Aminopeptidase N enzyme inhibitor. 27. The general formula (I ′ ″-1): Wherein R ₁ or R ₂ is a hydrogen atom, a lower alkyl group, a lower alkoxy group or a lower alkylthio group, Y is an oxygen atom or a sulfur atom, X ₁ is a halogen atom, a nitro group, a cyano group, Fluoromethyl group, hydroxy group, amino group which may be acylated, alkyl group,
M is 0 or 1;
And X is an integer of 4 or more (when m is 2 or more, X ₁ may be the same or different), and Q ₅ is —C (O) — or —CH ₂
Or a salt thereof and a pharmaceutically acceptable carrier.
Angiogenesis inhibitors. 28. The general formula (I ″ ″): Wherein R ″ ″ is an adamantyl group, a 2,6-diisopropylphenyl group or a 2-lower alkylthiophenyl group, and X is a nitro group, an amino group which may be acylated, a cyano group, Methyl group, hydroxy group,
Halogen atom, an alkyl group, an alkoxy group or an alkylthio group, Y is an oxygen atom or a sulfur atom, Q ₃
-C (O) is -, - C (S) - or -CH ₂ -,
m is an integer of 0 to 4 (when m is 2 or more, Xs may be the same or different)] or a pharmaceutically acceptable carrier thereof.
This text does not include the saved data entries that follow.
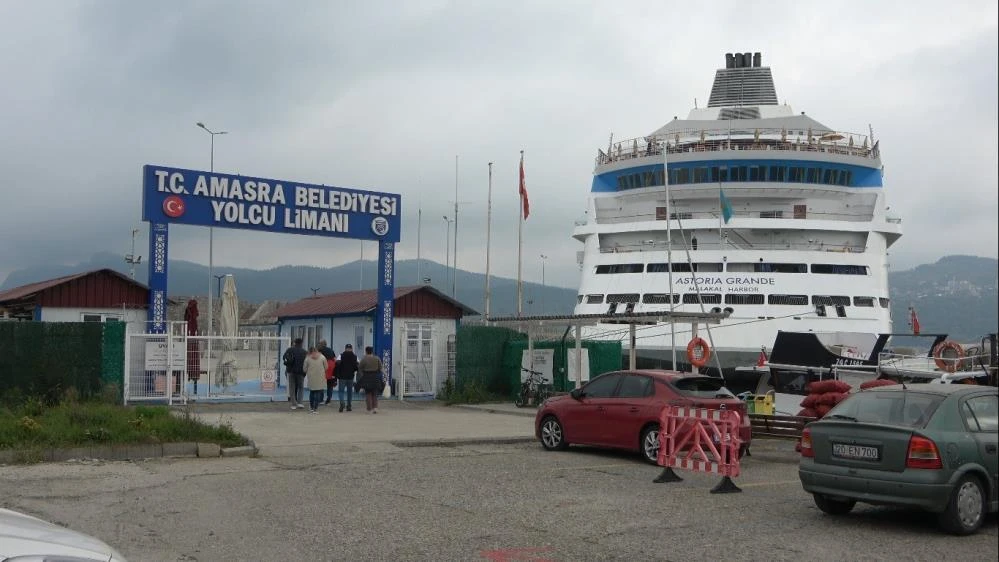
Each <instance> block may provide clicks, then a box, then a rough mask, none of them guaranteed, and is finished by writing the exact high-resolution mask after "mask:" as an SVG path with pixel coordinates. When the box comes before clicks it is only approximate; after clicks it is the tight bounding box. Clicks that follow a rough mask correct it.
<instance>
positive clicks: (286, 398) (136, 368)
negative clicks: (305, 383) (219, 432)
mask: <svg viewBox="0 0 999 562" xmlns="http://www.w3.org/2000/svg"><path fill="white" fill-rule="evenodd" d="M186 326H187V325H186V323H184V322H177V323H172V324H171V326H170V330H169V335H168V334H148V333H141V334H128V335H127V336H126V344H125V402H126V403H133V402H142V401H155V402H165V403H167V404H174V403H178V402H179V403H185V402H187V401H188V400H218V401H242V402H284V401H286V400H287V397H288V390H287V385H286V384H285V381H283V380H282V374H283V373H282V370H283V366H282V365H281V355H282V353H283V352H284V350H285V349H286V348H287V347H288V346H289V345H290V342H289V341H288V338H281V337H278V336H263V335H259V334H240V335H238V336H235V337H232V336H219V335H211V336H208V335H201V336H188V335H187V334H186V333H185V330H186ZM167 389H170V390H171V391H170V392H167Z"/></svg>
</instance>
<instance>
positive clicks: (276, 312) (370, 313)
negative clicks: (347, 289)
mask: <svg viewBox="0 0 999 562" xmlns="http://www.w3.org/2000/svg"><path fill="white" fill-rule="evenodd" d="M376 304H377V294H376V291H375V290H374V289H372V290H366V291H349V292H345V293H333V294H329V295H317V296H314V297H308V298H304V299H302V300H300V301H297V302H293V303H290V304H287V305H285V306H282V307H281V308H279V309H277V310H276V311H275V312H274V314H275V316H277V319H278V334H279V335H280V336H282V337H285V338H290V339H295V338H302V341H303V344H304V346H305V347H306V349H308V348H309V347H311V346H313V345H315V344H316V343H318V342H319V341H320V340H326V342H327V343H328V344H329V347H330V348H331V349H332V350H333V351H335V352H336V353H337V355H339V354H340V353H341V352H343V349H344V346H346V344H348V343H349V344H351V345H352V346H353V347H354V353H356V354H357V355H358V357H360V356H362V355H364V348H365V346H369V345H372V346H373V345H374V340H373V330H374V315H375V307H376ZM393 312H394V317H393V323H392V333H393V343H392V347H393V350H394V353H393V359H392V362H393V364H392V373H393V378H394V379H395V381H396V386H397V388H398V385H399V384H404V389H405V393H406V395H407V396H413V395H424V396H432V395H435V394H436V393H437V392H438V390H439V389H440V387H441V384H442V383H443V381H444V380H446V379H447V377H448V376H451V375H453V374H454V360H455V333H456V332H457V329H458V325H459V323H460V322H461V319H462V317H463V316H466V315H477V314H478V312H476V311H474V310H472V309H471V308H469V307H467V306H465V305H463V304H461V303H460V302H458V301H456V300H454V299H452V298H451V297H449V296H447V295H445V294H443V293H441V292H440V291H438V290H437V289H434V288H433V287H431V286H429V285H420V286H413V287H396V289H395V301H394V306H393ZM403 377H405V379H404V381H402V379H403Z"/></svg>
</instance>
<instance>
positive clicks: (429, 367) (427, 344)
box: [400, 322, 438, 396]
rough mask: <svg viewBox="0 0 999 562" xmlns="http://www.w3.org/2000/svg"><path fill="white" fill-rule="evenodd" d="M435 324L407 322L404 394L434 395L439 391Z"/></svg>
mask: <svg viewBox="0 0 999 562" xmlns="http://www.w3.org/2000/svg"><path fill="white" fill-rule="evenodd" d="M434 336H435V334H434V330H433V326H432V325H431V324H429V323H420V322H407V323H406V325H405V330H404V331H403V333H402V341H403V353H402V374H401V377H402V381H400V384H401V388H402V393H403V396H433V395H435V394H436V393H437V388H438V386H437V368H436V367H437V366H436V364H435V362H434V348H435V347H436V346H435V345H434V344H435V343H436V342H437V338H435V337H434Z"/></svg>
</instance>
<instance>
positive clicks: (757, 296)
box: [725, 293, 763, 304]
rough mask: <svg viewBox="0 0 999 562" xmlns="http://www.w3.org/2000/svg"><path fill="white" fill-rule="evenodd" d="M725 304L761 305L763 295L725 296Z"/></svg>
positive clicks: (740, 294) (729, 294) (731, 295)
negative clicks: (755, 304) (747, 304)
mask: <svg viewBox="0 0 999 562" xmlns="http://www.w3.org/2000/svg"><path fill="white" fill-rule="evenodd" d="M725 304H763V295H760V294H755V295H742V294H738V293H737V294H729V295H725Z"/></svg>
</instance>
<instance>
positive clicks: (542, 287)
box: [541, 254, 548, 314]
mask: <svg viewBox="0 0 999 562" xmlns="http://www.w3.org/2000/svg"><path fill="white" fill-rule="evenodd" d="M547 261H548V256H546V255H544V254H541V314H544V313H545V287H546V285H545V262H547Z"/></svg>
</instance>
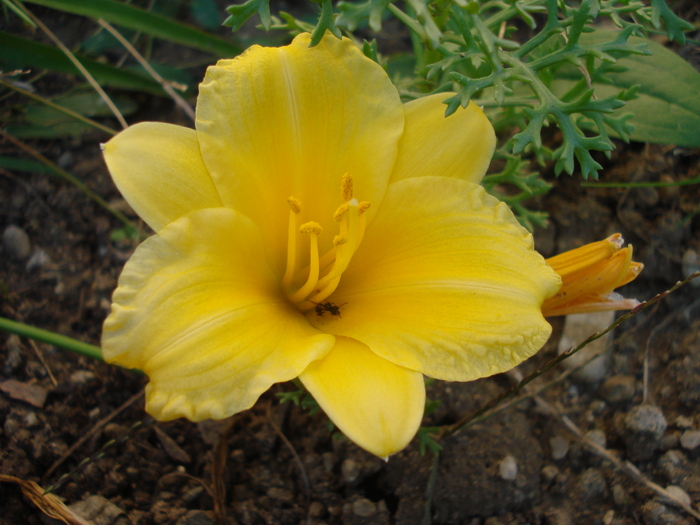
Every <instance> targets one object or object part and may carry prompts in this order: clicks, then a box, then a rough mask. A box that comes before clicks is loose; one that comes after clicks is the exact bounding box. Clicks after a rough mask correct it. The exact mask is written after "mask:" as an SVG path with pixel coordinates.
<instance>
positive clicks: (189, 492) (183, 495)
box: [182, 485, 204, 505]
mask: <svg viewBox="0 0 700 525" xmlns="http://www.w3.org/2000/svg"><path fill="white" fill-rule="evenodd" d="M202 494H204V487H202V486H200V485H197V486H196V487H192V488H191V489H189V490H188V491H187V492H185V493H184V494H183V495H182V501H183V503H184V504H185V505H192V504H193V503H194V502H195V501H197V500H198V499H199V498H200V497H201V495H202Z"/></svg>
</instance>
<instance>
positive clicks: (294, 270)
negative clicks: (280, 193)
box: [282, 197, 301, 290]
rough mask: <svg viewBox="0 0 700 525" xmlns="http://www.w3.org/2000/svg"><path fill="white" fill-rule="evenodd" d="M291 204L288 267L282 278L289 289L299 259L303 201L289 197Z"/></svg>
mask: <svg viewBox="0 0 700 525" xmlns="http://www.w3.org/2000/svg"><path fill="white" fill-rule="evenodd" d="M287 203H288V204H289V226H288V228H287V268H286V269H285V271H284V277H283V278H282V287H283V288H284V289H285V290H289V289H290V286H291V284H292V279H293V278H294V271H295V266H296V259H297V215H299V214H300V213H301V202H299V200H298V199H295V198H294V197H289V198H288V199H287Z"/></svg>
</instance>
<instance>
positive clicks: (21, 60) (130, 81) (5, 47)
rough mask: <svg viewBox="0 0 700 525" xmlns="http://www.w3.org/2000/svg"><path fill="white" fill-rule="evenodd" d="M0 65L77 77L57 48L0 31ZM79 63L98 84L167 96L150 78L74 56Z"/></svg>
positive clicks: (93, 60)
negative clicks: (88, 72)
mask: <svg viewBox="0 0 700 525" xmlns="http://www.w3.org/2000/svg"><path fill="white" fill-rule="evenodd" d="M0 49H3V50H4V52H3V53H0V64H2V65H3V66H5V67H6V69H7V70H8V71H9V70H12V69H28V68H31V69H48V70H50V71H54V72H57V73H67V74H69V75H75V76H78V77H79V76H80V72H79V71H78V68H76V67H75V65H73V63H72V62H71V61H70V60H69V59H68V57H67V56H66V55H64V54H63V53H62V52H61V51H60V50H59V49H56V48H53V47H49V46H46V45H44V44H40V43H38V42H34V41H33V40H28V39H26V38H22V37H19V36H15V35H13V34H10V33H6V32H4V31H0ZM76 57H77V58H78V59H79V60H80V62H81V64H83V66H85V69H87V70H88V71H89V72H90V74H91V75H92V76H93V77H94V78H95V80H97V81H98V82H99V83H100V84H101V85H104V86H110V87H115V88H120V89H127V90H132V91H143V92H146V93H151V94H153V95H160V96H167V95H166V93H165V91H163V88H161V87H160V84H158V82H156V81H155V80H153V79H152V78H149V77H146V76H144V75H140V74H137V73H132V72H129V71H123V70H121V69H117V68H116V67H113V66H109V65H107V64H103V63H101V62H97V61H95V60H90V59H89V58H85V57H81V56H80V55H76Z"/></svg>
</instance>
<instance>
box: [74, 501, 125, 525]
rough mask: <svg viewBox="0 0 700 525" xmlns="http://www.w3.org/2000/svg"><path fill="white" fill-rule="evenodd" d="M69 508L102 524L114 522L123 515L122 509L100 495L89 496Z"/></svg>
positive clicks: (105, 524) (80, 515)
mask: <svg viewBox="0 0 700 525" xmlns="http://www.w3.org/2000/svg"><path fill="white" fill-rule="evenodd" d="M69 508H70V509H71V510H72V511H73V512H75V513H76V514H77V515H78V516H80V517H81V518H83V519H86V520H90V521H92V522H94V523H100V524H104V525H111V524H113V523H116V522H117V520H118V519H119V518H120V517H122V516H125V514H124V511H122V510H121V509H120V508H119V507H117V506H116V505H115V504H114V503H112V502H111V501H109V500H108V499H107V498H105V497H102V496H89V497H88V498H86V499H84V500H82V501H79V502H77V503H74V504H73V505H70V506H69Z"/></svg>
Aminopeptidase N enzyme inhibitor. 29. The general formula (I ″ ″): Wherein R ″ ″ is an adamantyl group, a 2,6-diisopropylphenyl group or a 2-lower alkylthiophenyl group, and X is a nitro group, an amino group which may be acylated, a cyano group, Methyl group, hydroxy group,
Halogen atom, an alkyl group, an alkoxy group or an alkylthio group, Y is an oxygen atom or a sulfur atom, Q ₃
-C (O) is -, - C (S) - or -CH ₂ -,
m is an integer of 0 to 4 (when m is 2 or more, Xs may be the same or different)] or a phthalimide derivative thereof and a pharmaceutically acceptable carrier. Angiogenesis inhibitors. 30. N-phenylphthalimide, N-phenylthiophthalimide, N- (2,6-diisopropylphenyl) -phthalimide, N- (2,6-diisopropylphenyl) -4,5,6,7-tetrafluoro -Phthalimide, N- (2,6-diisopropylphenyl)
At least one N-phenylphthalimide derivative selected from the group consisting of -4-nitrophthalimide and N- (2,6-diisopropylphenyl) -5-nitrophthalimide or a salt thereof, and a pharmaceutically acceptable carrier. Item 5. An angiogenesis inhibitor according to Item 5.